さて、車両を移ろうとすると、後ろで噂話してた女の子達がこの車両に響くように変態を私から離れたところに連れて行った。その変態がどうなったかは知らんけど、よかった。
「2人ともありがと。あのままだったら大変なことになってたよ」
優斗は「大丈夫そ?トラウマになってない?」と心配してくれた。私は「うん。デカかったね。NAO写真撮ってたでしょ?後で警察に届け出よう。実は私も声録音してたんだよね。下卑た笑みを感じたから」と返す。
NAOは「うん。撮ってる。とりあえず降りようか。次の駅のすぐ近くに『新聞』っていうレンタカーがあるから2人を送るね」と提案してくれた。
私達は「ありがとう」と返し、次の駅で降りて、レンタカーで羽田のターミナルまで送ってもらった。で、選ばれたのは、とろろ蕎麦だった。さて、保安検査場に行って飛行機に乗る。やっぱりいいな。飛行機って。あ、そういえば、案件いつだっけ?
なんて考えていたけど疲れていたのか眠りに落ちる。どれくらい寝ていたんだろう。優斗に起こされた。
「大丈夫?もうすぐ着くぞ」という声で目覚めた。私は「ありがとう。どれくらい寝てた?」と微睡みながら聞く。「30分くらい」「そっか」そんなやり取りをして飛行機を降りる。
「うぉあぁ、ねっむ」と降りて早々の私は欠伸をする。優斗に「イメージ戦略忘れるなよ。アイドルではないかもしれんけど。知名度あるんだから」と注意された。あぶねぇ、鼻ほじるとこだった。で、携帯で案件の日を探す。

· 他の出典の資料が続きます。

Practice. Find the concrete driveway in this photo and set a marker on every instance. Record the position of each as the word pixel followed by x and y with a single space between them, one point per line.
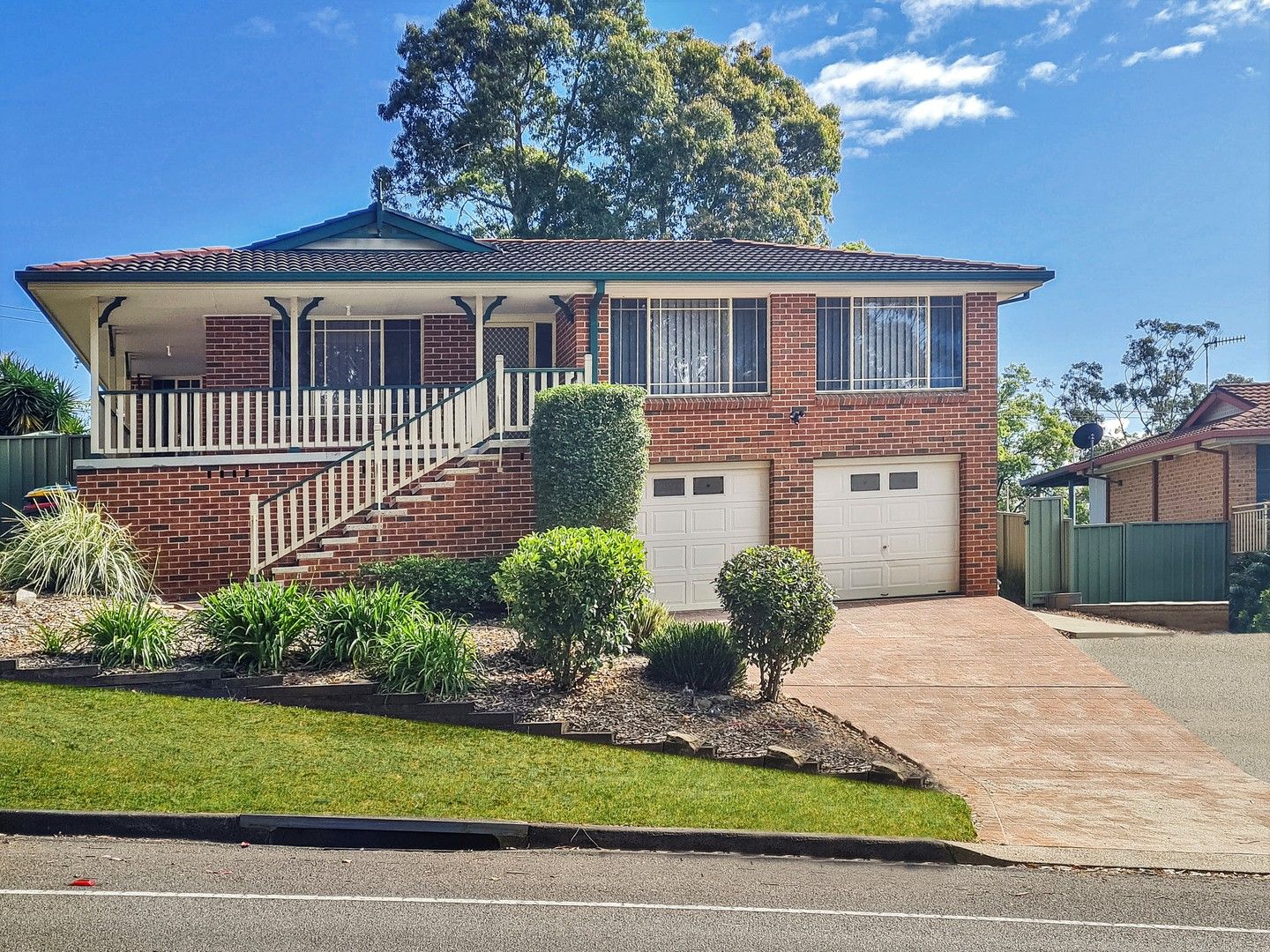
pixel 1048 747
pixel 1217 686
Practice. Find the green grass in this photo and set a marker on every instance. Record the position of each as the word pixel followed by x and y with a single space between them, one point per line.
pixel 79 749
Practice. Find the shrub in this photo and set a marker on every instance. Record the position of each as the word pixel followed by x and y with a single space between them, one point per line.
pixel 1250 579
pixel 459 585
pixel 256 623
pixel 781 608
pixel 74 550
pixel 351 621
pixel 131 634
pixel 648 619
pixel 426 652
pixel 701 655
pixel 589 450
pixel 571 593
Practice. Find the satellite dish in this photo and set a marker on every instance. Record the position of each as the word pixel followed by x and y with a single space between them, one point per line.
pixel 1087 437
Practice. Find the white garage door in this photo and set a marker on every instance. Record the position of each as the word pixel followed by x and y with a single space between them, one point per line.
pixel 888 527
pixel 692 521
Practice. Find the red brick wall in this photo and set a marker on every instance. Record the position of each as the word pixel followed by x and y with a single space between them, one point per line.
pixel 1191 487
pixel 192 521
pixel 195 524
pixel 239 351
pixel 449 349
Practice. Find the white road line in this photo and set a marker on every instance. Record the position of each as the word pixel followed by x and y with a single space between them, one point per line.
pixel 89 893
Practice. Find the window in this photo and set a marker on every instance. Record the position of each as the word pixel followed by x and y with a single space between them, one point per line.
pixel 351 353
pixel 888 343
pixel 690 346
pixel 707 485
pixel 902 480
pixel 865 481
pixel 669 487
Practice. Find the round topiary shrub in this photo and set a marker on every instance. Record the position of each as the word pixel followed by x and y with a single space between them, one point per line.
pixel 781 608
pixel 589 450
pixel 571 593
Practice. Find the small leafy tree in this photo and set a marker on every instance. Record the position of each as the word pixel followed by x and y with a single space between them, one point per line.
pixel 34 400
pixel 781 608
pixel 571 593
pixel 589 450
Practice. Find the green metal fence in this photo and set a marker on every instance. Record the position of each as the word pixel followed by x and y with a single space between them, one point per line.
pixel 40 460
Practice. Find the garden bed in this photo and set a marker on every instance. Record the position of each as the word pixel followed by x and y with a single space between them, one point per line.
pixel 619 698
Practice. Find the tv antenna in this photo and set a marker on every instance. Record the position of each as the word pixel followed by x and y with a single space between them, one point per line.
pixel 1217 342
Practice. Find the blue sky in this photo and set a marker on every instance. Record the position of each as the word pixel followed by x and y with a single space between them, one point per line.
pixel 1124 144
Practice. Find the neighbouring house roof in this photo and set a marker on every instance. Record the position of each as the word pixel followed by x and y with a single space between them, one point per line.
pixel 1229 412
pixel 451 256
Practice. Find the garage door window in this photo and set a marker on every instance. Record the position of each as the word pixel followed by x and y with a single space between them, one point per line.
pixel 902 480
pixel 690 346
pixel 865 481
pixel 889 343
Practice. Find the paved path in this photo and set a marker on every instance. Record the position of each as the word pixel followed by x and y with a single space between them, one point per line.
pixel 187 897
pixel 1217 686
pixel 1045 744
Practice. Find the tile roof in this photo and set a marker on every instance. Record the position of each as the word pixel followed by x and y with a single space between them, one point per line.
pixel 531 257
pixel 1255 418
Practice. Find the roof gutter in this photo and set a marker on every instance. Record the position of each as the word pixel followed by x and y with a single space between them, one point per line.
pixel 594 322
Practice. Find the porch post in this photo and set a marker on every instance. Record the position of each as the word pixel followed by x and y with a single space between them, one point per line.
pixel 295 372
pixel 94 368
pixel 481 337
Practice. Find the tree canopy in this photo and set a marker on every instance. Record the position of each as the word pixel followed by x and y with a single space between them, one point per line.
pixel 548 118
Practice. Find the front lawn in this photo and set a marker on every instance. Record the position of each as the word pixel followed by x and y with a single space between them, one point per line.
pixel 79 749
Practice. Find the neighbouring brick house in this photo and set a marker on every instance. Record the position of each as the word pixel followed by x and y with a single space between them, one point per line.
pixel 1214 466
pixel 362 389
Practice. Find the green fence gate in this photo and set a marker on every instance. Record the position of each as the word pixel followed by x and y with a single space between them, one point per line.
pixel 38 460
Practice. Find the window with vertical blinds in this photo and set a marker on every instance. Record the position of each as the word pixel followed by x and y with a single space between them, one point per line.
pixel 690 346
pixel 889 343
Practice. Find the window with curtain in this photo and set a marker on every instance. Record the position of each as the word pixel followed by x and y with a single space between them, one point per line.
pixel 690 346
pixel 351 353
pixel 889 343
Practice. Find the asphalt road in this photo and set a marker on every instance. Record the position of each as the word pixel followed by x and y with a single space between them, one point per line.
pixel 182 896
pixel 1215 686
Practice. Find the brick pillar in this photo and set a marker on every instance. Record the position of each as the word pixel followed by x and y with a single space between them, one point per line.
pixel 979 464
pixel 239 351
pixel 580 306
pixel 791 374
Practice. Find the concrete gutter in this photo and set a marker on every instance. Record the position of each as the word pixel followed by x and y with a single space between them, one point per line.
pixel 407 833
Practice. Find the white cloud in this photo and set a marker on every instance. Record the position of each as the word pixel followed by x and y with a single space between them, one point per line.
pixel 750 33
pixel 788 14
pixel 1169 52
pixel 903 72
pixel 257 28
pixel 949 109
pixel 329 22
pixel 1220 14
pixel 873 118
pixel 929 16
pixel 854 40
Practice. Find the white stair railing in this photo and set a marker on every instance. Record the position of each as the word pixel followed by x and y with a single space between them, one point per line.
pixel 365 478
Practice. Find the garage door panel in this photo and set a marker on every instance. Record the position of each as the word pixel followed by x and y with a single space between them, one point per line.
pixel 690 536
pixel 888 542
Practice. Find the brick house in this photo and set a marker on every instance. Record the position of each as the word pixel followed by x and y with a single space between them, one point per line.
pixel 362 389
pixel 1214 466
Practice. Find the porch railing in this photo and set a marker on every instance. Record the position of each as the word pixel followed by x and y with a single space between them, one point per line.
pixel 1250 528
pixel 147 421
pixel 498 404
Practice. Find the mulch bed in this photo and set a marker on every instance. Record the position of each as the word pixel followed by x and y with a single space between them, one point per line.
pixel 619 697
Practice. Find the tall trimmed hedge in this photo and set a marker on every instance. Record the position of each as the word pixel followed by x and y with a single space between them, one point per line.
pixel 589 444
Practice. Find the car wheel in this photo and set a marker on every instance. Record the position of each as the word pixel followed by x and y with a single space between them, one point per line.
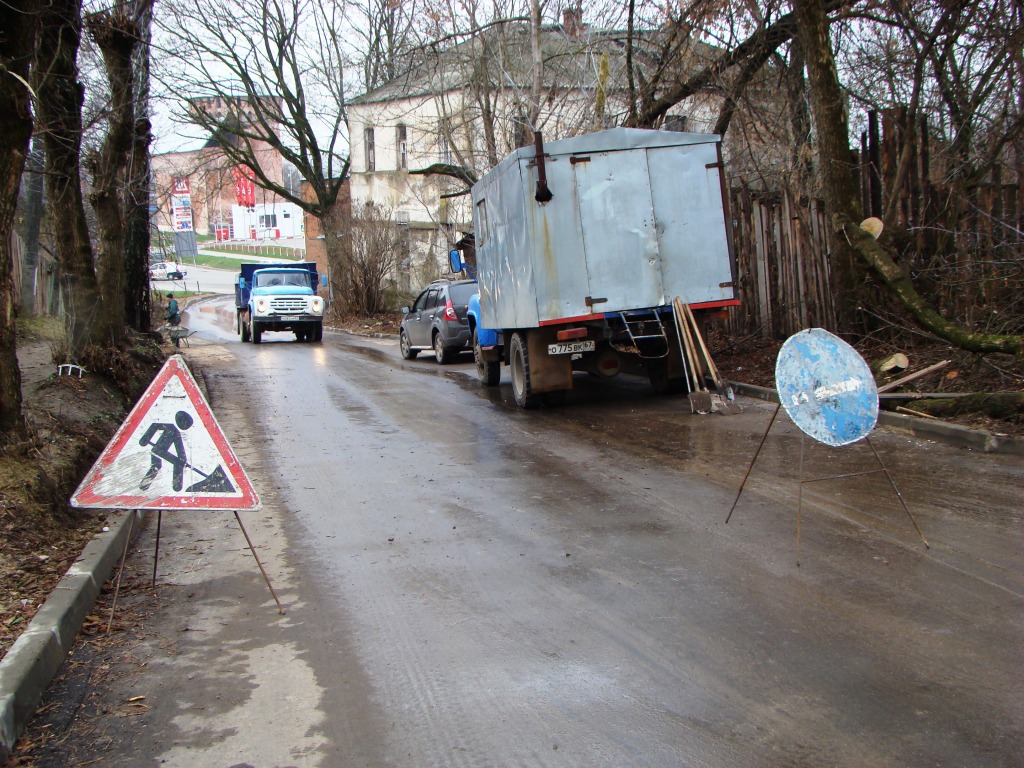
pixel 407 349
pixel 522 389
pixel 489 372
pixel 440 351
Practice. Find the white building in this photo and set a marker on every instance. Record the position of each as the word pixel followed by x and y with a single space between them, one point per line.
pixel 468 109
pixel 267 221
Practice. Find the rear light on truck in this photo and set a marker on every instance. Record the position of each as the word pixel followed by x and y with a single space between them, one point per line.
pixel 571 333
pixel 450 312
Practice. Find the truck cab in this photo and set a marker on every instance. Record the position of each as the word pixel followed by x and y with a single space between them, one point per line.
pixel 279 297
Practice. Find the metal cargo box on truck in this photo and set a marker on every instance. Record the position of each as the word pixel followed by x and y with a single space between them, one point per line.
pixel 637 218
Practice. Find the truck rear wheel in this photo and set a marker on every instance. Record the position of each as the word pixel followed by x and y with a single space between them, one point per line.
pixel 488 371
pixel 522 389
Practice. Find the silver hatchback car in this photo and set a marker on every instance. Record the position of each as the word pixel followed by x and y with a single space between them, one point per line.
pixel 438 321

マネージャーの桶場さんから「1月8日、姿勢正堂案件配信。自宅での配信も可能です。彼氏さんの家でするならそれも可能です。とにかくライブでの話題性を活かし売り上げにつなげたいとのご意向です」という文章が送られていた。
私は確認して親に「明日配信するし、彼氏呼ぶから奏音と出かけといて。5時ぐらいには終わると思う」と送り、マネージャーに「承知いたしました。自宅で配信しようと思います」と返信する。母からは「了解」と来た。

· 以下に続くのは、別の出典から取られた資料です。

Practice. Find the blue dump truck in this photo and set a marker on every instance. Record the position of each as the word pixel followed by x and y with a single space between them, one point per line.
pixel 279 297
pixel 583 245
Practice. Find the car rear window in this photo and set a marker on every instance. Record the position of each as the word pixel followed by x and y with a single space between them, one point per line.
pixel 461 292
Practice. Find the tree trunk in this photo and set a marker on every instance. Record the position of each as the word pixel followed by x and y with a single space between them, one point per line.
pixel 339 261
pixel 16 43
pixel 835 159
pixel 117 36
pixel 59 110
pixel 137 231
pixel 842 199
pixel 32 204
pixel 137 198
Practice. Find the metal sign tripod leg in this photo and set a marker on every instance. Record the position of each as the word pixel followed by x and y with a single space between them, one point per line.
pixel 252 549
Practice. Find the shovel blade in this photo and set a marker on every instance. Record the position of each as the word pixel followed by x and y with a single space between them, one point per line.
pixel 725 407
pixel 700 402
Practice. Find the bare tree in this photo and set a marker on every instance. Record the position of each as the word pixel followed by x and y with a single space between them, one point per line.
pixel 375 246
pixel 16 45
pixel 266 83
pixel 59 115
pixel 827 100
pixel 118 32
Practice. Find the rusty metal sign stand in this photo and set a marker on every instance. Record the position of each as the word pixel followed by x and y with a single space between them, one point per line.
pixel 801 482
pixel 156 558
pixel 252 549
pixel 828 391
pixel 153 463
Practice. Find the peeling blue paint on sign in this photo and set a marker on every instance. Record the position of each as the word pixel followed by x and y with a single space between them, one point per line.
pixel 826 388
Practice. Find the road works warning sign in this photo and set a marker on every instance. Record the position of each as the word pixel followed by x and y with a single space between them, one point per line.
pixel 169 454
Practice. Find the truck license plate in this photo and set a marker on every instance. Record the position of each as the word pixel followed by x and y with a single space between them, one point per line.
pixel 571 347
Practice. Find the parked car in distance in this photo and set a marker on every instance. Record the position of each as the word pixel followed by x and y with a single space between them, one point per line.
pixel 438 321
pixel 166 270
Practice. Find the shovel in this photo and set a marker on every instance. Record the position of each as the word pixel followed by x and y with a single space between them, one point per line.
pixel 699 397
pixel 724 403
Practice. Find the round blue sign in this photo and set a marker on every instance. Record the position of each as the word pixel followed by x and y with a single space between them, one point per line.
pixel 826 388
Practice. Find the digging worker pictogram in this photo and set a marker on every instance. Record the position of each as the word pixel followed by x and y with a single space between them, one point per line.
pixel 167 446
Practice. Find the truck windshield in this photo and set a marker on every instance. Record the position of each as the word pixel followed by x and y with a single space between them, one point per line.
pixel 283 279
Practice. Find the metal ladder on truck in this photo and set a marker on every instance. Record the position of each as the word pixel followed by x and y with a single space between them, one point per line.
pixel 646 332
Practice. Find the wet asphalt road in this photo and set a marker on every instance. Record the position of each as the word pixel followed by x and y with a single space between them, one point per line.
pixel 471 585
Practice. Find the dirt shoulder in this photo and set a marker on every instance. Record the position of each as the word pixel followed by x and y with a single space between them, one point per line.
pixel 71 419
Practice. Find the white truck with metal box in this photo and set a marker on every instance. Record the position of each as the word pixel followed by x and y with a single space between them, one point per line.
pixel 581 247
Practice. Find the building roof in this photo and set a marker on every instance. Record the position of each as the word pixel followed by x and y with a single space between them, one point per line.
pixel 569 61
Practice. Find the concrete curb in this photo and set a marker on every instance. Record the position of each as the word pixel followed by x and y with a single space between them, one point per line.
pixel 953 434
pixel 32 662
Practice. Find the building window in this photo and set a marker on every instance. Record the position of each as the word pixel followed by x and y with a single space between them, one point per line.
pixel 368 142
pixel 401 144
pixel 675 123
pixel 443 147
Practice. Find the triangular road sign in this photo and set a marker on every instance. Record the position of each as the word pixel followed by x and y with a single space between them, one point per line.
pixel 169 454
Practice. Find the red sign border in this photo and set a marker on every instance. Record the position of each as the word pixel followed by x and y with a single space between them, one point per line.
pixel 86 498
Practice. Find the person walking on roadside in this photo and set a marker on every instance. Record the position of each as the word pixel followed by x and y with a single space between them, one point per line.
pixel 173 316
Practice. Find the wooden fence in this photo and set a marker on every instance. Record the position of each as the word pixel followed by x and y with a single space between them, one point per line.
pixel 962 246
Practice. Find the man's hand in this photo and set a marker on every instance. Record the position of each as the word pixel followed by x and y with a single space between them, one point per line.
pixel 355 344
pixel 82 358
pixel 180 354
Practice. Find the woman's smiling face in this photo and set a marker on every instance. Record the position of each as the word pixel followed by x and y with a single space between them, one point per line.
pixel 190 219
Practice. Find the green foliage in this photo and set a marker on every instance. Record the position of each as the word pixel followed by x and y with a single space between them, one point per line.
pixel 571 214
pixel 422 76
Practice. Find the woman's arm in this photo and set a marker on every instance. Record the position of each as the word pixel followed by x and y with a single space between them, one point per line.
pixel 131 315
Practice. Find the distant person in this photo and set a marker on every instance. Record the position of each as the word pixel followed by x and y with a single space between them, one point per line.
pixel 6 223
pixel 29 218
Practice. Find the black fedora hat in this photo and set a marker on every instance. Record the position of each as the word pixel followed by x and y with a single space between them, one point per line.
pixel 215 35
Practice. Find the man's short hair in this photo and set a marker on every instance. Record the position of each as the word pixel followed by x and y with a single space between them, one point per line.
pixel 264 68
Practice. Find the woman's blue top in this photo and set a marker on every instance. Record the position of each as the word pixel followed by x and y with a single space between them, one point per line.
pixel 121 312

「ねぇ、優斗。明日家で配信するんだけど、片付け無いといけないの。どうしよう」
「片付ければいいんじゃない?」
ちっげぇよ。気付けよ。
「ホントはあなたを呼びたいけど、予定会うかわからないし、あと汚い部屋だと幻滅しちゃうかな?でも一緒に時を過ごしたい」という乙女心に気付いてよ。あ、よく考えたら無理だわ。知ってる。優斗ってこういう人だから。

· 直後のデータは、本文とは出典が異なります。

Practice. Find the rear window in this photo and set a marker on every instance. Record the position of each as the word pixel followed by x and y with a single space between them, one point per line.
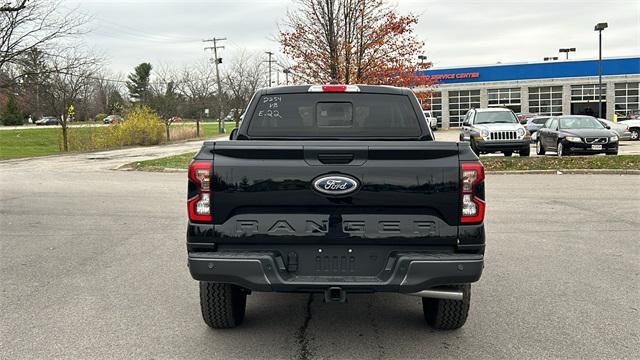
pixel 339 114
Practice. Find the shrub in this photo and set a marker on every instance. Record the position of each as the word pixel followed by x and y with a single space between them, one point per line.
pixel 182 132
pixel 100 117
pixel 82 138
pixel 141 126
pixel 11 120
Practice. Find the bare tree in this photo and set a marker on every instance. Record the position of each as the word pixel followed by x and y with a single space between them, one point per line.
pixel 242 78
pixel 37 25
pixel 71 79
pixel 13 8
pixel 164 94
pixel 197 85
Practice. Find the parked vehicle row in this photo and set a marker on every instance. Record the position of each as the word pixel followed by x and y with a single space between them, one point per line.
pixel 431 120
pixel 576 134
pixel 494 130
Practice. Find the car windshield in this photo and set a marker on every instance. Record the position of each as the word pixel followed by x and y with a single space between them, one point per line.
pixel 580 123
pixel 495 117
pixel 539 121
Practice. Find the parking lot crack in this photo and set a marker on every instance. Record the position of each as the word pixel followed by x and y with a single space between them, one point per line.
pixel 304 348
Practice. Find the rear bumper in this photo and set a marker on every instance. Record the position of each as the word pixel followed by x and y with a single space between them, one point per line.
pixel 403 272
pixel 582 148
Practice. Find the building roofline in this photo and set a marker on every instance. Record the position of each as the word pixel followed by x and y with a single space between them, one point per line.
pixel 530 63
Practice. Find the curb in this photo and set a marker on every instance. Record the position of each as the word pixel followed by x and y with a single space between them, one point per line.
pixel 499 172
pixel 566 171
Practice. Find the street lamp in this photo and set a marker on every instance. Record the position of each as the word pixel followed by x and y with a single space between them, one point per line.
pixel 567 51
pixel 599 27
pixel 422 58
pixel 286 72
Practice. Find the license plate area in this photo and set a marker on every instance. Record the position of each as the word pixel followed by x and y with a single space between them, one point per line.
pixel 341 261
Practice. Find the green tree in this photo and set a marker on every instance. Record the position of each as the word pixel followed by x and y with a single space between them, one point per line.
pixel 138 83
pixel 11 115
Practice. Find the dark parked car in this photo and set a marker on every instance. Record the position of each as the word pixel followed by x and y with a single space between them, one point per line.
pixel 47 120
pixel 534 124
pixel 335 190
pixel 576 134
pixel 524 117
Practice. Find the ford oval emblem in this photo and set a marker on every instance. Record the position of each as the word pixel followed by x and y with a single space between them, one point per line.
pixel 335 184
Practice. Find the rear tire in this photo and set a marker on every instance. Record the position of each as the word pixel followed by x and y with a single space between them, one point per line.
pixel 474 147
pixel 223 305
pixel 444 314
pixel 560 150
pixel 539 148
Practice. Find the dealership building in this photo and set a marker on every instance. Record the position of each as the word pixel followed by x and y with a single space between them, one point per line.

黙ってる私の様子を怪訝そうに見つめながら、「どうした?」と聞いて来た。私は「え、あ、うん。なんでもないの。でも、刻一刻と離れる運命に近付いているようで、なんか寂しいなって」と儚げな笑顔を浮かべる。
「ロマンチックかよ」
「そうだね。私たちが生きられるのって今しかないもんね。帰ろっか」
そういって車を出す。久しぶりのマイカーに「ただいま」と心の中で唱える。私の方が疲れているのに横で寝息を立てている優斗に少しだけ腹が立ったけど、信号で止まったときの寝顔が愛おしくて、優斗の家に着くまで寝かせてあげようと思った。
「優斗、着いたよ」
「ああ、悪い。疲れてるだろうに」
「大丈夫。ありがとう。色々」
「それを言うならこっちだろうよ。ありがとう」
長旅だったけど、楽しかった。この後、帰ってめちゃくちゃ昼寝した。